In this project, two extensions for clustering have been incorporated into the
SimVis framework for interactive visual analysis. First,
a density-based clustering algorithm (DBSCAN) has been implemented, which can identify arbitrarily shaped clusters
and has O(N log N) complexity [1, 2]. Second, the resulting clusters are visualized in a scatterplot matrix,
where each plot highlights one cluster in a focus+context visualization.
The clustering algorithms has two parameters, a radius (r) and a minimum number of points
(minPts) in order to be considered as a dense region . Starting from an arbitrary data point, the neighbors that are located
within the radius are queried using an optimized search structure such as a KD-tree. If the number of neighboring points
exceeds minPts, the region is considered sufficiently dense, and the points are used as seeds for growing the cluster. Points
located in non-dense regions are classified as noise. For performing fast approximate nearest neighbor searches, the
FLANN lib is used, which provides
appropriate data structures such as a single kd-tree (for low-dimensional data), randomized kd-trees, or a hierarchical k-means tree . Since
the nearest neighbor queries represent the most time consuming step in the clustering algorithm, these queries are performed
in parallel . As a result, the overall time for clustering could be improved by approximately three times
(using a CPU with four cores). A single timestep with about 30.000 data points (and 3 dimensions) can thus be clustered
within 2–5 seconds. For finding appropriate settings for the radius and minPts, heuristics proposed in the original
paper were used .
Before clustering, each data variate is normalized by centering the values around the corresponding
mean value and normalizing by the corresponding standard deviation (this is called z-standardization). In order to track clusters over time,
our algorithm keeps history of the clusters identified in previous timesteps and tries to match them with the clusters in the
current one. The matching is based on the cluster's center and the number of points. If a cluster can not be
identified for several timesteps, it is removed from the list of tracked clusters. For representing the resulting clusters,
a visualization similar to a scatterplot matrix is used, where each plot highlights one cluster. Additionally, brushing
information is encoded using a four-level focus+context style . In the visualization below, the current cluster is
depicted in red, cluster 4 has been selected in a histogram (not shown), and the corresponding points are highlighted in green;
the data selected only in the current view are shown in yellow.
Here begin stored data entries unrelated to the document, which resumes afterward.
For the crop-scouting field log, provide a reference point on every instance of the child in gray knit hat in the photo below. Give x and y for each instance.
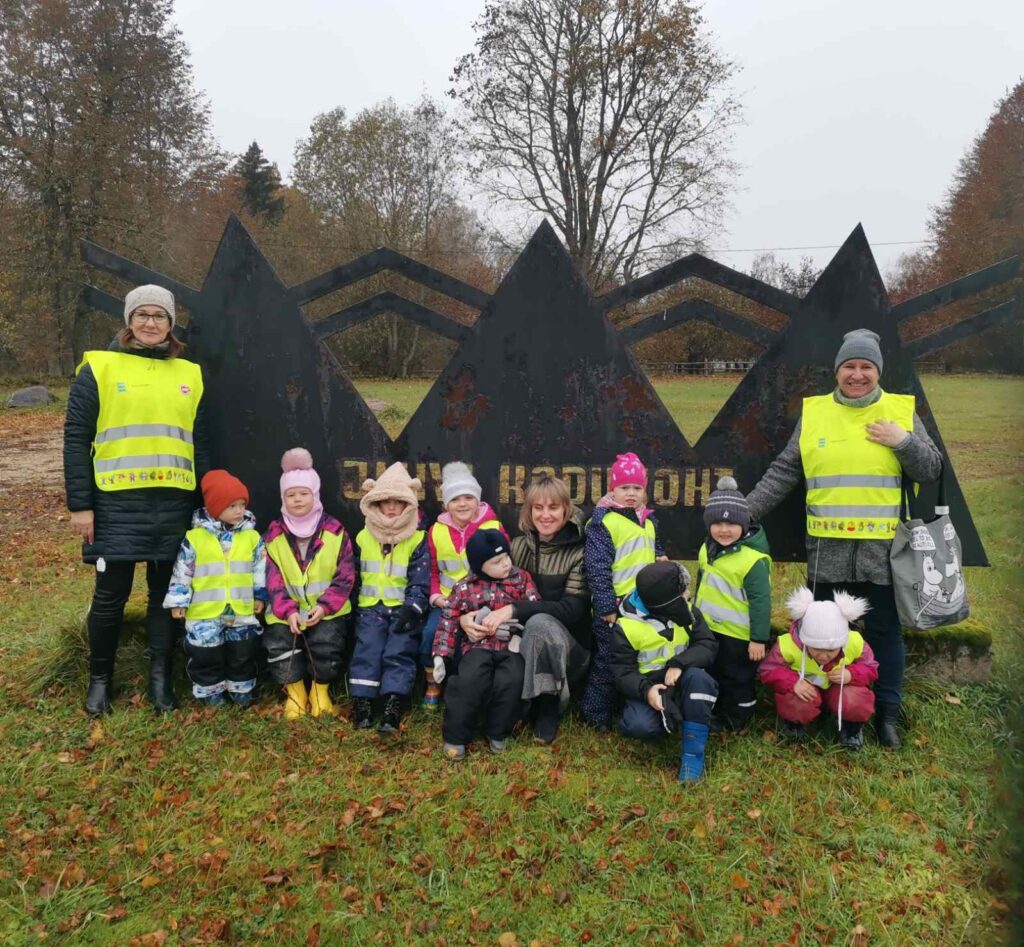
(733, 594)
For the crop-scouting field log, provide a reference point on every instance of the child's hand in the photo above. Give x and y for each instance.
(840, 676)
(804, 690)
(654, 697)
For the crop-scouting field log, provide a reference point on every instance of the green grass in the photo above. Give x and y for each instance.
(232, 826)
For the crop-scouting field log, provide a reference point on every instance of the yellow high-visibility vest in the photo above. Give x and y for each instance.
(721, 597)
(146, 416)
(221, 578)
(452, 564)
(853, 485)
(634, 549)
(811, 670)
(653, 650)
(383, 578)
(305, 587)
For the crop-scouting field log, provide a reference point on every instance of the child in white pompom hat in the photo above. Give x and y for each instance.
(821, 662)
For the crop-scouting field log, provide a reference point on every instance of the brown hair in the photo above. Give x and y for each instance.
(174, 345)
(549, 486)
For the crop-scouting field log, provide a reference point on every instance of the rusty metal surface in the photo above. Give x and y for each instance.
(542, 382)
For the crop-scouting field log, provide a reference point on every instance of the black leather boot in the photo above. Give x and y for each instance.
(886, 718)
(364, 708)
(391, 718)
(97, 698)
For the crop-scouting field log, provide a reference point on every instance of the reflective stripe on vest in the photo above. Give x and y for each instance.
(221, 578)
(159, 453)
(453, 565)
(306, 587)
(721, 596)
(634, 549)
(382, 578)
(811, 670)
(853, 485)
(653, 650)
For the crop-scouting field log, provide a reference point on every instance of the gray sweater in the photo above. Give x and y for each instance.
(844, 560)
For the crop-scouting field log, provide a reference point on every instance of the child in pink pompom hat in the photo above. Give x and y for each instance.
(622, 539)
(309, 577)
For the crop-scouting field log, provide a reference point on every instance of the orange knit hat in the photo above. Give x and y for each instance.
(220, 489)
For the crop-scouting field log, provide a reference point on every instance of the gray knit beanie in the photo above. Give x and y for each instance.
(150, 295)
(861, 343)
(727, 505)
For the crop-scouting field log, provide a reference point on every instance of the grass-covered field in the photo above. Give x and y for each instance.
(214, 826)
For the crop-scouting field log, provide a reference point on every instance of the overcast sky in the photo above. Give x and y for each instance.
(854, 111)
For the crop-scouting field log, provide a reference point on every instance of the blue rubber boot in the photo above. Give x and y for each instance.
(691, 762)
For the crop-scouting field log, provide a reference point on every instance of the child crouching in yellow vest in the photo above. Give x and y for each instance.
(309, 577)
(218, 586)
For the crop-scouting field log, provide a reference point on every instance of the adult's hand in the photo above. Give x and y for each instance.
(887, 433)
(495, 618)
(83, 522)
(654, 697)
(474, 632)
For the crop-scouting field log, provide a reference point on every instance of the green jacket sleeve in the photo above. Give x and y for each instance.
(757, 585)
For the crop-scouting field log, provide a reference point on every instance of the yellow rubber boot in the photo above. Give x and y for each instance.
(295, 704)
(320, 701)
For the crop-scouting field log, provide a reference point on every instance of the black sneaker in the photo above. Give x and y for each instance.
(795, 732)
(391, 719)
(364, 713)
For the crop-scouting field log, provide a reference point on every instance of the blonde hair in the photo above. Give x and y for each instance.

In the utilized importance-driven color coding, the current
cluster (shown red) covers green (data selected in another view), and both obliterate yellow (data only locally selected).
In our framework, the clusters can be explored using brushing in multiple linked views, including the new cluster view.
 M. Ester, H-P Kriegel, J. Sander, and X. Xu: "A density-based algorithm for discovering clusters in large spatial databases with noise," in Proc. International Conference on Knowledge Discovery and Data Mining (KDD-96)
, pp. 226–231, 1996.
 R. Xu and D. Wunsch II: "Survey of Clustering Algorithms," IEEE Trans. Neural Networks, 16(3), pp. 645-678, 2005.
 M. Muja and D. Lowe: "Fast Approximate Nearest Neighbors with Automatic Algorithm Configuration," in International Conference on Computer Vision Theory and Applications (VISAPP'09)
 D. Arlia and M. Coppola: "Experiments in Parallel Clustering with
DBSCAN," in Proc. International Euro-Par Conference Manchester on Parallel Processing (Euro-Par '01)
, pp. 326-331, 2001.
 P. Muigg, J. Kehrer, S. Oeltze, H. Piringer, H. Doleisch, B. Preim, and H. Hauser: "A Four-level Focus+Context Approach to Interactive Visual Analysis of Temporal Features in Large Scientific Data," Computer Graphics Forum, 27(3), pp. 775-782, 2008.